Lookout Mountain

George Dennison Prentice

Historic mount! baptized in flame and blood,
Thy name is as immortal as the rocks
That crown thy thunder-scarred but royal brow.
Thou liftest up thy aged head in pride
In the cool atmosphere, but higher still
Within the calm and solemn atmosphere
Of an immortal fame. From thy sublime
And awful summit I can gaze afar
Upon innumerous lesser pinnacles,
And oh! my winged spirit loves to fly,
Like a strong eagle, mid their up-piled crags.
But most on thee, imperial mount, my soul
Is chained as by a spell of power.
                I gaze
From this tall height on Chickamauga's field,
Where Death held erst high carnival. The waves
Of the mysterious death-river moaned;
The tramp, the shout, the fearful thuuder-roar
Of red-breathed cannon, and the wailing cry
Of myriad victims, filled the air. The smoke
Of battle closed above the charging hosts,
And, when it passed, the grand old flag no more
Waved in the light of heaven. The soil was wet
And miry with the life-blood of the brave,
As with a drenching rain; and yon broad stream,
The noble and majestic Tennessee,
Ran reddened toward the deep.
                But thou, bleak
And rocky mountain, wast the theatre
Of a yet fiercer struggle. On thy height,
Where now I sit, a proud and gallant host,
The chivalry and glory of the South,
Stood up awaiting battle. Sombre clouds,
Floating far, far beneath them, shut from view
The stern and silent foe, whose storied flag
Bore on its folds our country's monarch-bird,
Whose talons grasp the thunderbolt. Up, up
Thy rugged sides they came with measured tramp,
Unheralded by bugle, drum, or shout,
And, though the clouds closed round them with the gloom
Of double night, they paused not in their march
Till sword and plume and bayonet emerged
Above the spectral shades that circled round
Thy awful breast. Then suddenly a storm
Of flame and lead and iron downward burst,
From this tall pinnacle, like winter hail.
Long, fierce, and bloody was the strife, —alas!
The noble flag, our country's hope and pride,
Sank down beneath the surface of the clouds,
As sinks the pennon of a shipwrecked bark
Beneath a stormy sea, and naught was heard
Save the wild cries and moans of stricken men,
And the swift rush of fleeing warriors down
Thy rugged steeps.
            But soon the trumpet-voice
Of the bold chieftain of the routed host
Resounded through the atmosphere, and pierced
The clouds that hung around thee. With high words
He quickly summoned his brave soldiery back
To the renewal of the deadly fight;
Again their stern and measured tramp was heard
By the flushed Southrons, as it echoed up
Thy bald, majestic chffs. Again they burst,
Like spirits of destruction, through the clouds,
And mid a thousand hurtling missiles swept
Their foes before them as the whirlwind sweeps
The strong oaks of the forest. Victory
Perched with her sister-eagle on the scorched
And torn and blackened banner.
                Awful mount:
The stains of blood have faded from thy rocks,
The cries of mortal agony have ceased
To echo from thy hollow cliffs, the smoke
Of battle long since melted into air,
And yet thou art unchanged. Aye thou wilt lift
In majesty thy walls above the storm.
Mocking the generations as they pass,
And pilgrims of the far-off centuries
Will sometimes linger in their wanderings,
To ponder, with a deep and sacred awe,
The legend of the fight above the clouds.

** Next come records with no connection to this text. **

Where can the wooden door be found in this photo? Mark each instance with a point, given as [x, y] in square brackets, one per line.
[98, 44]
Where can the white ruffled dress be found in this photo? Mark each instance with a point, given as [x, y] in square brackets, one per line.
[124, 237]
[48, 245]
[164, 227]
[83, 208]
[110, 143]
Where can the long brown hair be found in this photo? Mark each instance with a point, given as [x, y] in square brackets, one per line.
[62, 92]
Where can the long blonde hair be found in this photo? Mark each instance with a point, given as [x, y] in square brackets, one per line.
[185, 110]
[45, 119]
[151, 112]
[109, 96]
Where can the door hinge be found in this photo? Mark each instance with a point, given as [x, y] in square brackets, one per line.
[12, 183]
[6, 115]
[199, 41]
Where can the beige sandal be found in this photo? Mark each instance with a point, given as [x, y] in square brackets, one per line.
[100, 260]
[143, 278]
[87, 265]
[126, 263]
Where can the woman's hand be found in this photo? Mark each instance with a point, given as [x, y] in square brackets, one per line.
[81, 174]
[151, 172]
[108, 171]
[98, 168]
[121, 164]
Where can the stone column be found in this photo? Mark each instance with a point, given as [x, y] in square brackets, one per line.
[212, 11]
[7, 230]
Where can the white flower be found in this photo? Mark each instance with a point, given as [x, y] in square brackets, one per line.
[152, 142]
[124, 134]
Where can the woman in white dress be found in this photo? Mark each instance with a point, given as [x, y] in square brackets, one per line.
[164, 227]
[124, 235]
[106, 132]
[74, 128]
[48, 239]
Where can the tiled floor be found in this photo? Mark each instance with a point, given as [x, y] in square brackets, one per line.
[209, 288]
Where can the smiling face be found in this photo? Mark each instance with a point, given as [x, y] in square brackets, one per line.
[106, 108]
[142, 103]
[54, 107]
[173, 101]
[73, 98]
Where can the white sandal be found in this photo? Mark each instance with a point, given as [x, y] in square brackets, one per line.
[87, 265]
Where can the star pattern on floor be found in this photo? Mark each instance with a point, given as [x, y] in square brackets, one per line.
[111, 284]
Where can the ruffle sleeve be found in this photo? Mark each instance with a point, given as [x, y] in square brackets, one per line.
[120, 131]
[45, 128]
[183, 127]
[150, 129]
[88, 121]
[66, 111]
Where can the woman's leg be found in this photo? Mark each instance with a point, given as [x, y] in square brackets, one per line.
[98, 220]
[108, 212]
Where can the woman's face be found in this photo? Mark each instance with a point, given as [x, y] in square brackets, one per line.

On November 24th, 1863, Lookout Mountain in Tennessee was the site of a Civil War battle between Union and Confederate forces. It was fought halfway up the mountain and as the poem describes, is known as "The Battle Above the Clouds".

Not long before in September 1863, the battle of Chickamauga was fought nearby. The Confederate forces won the battle, which was one of the bloodiest of the war. Only Gettysburg resulted in more casualties.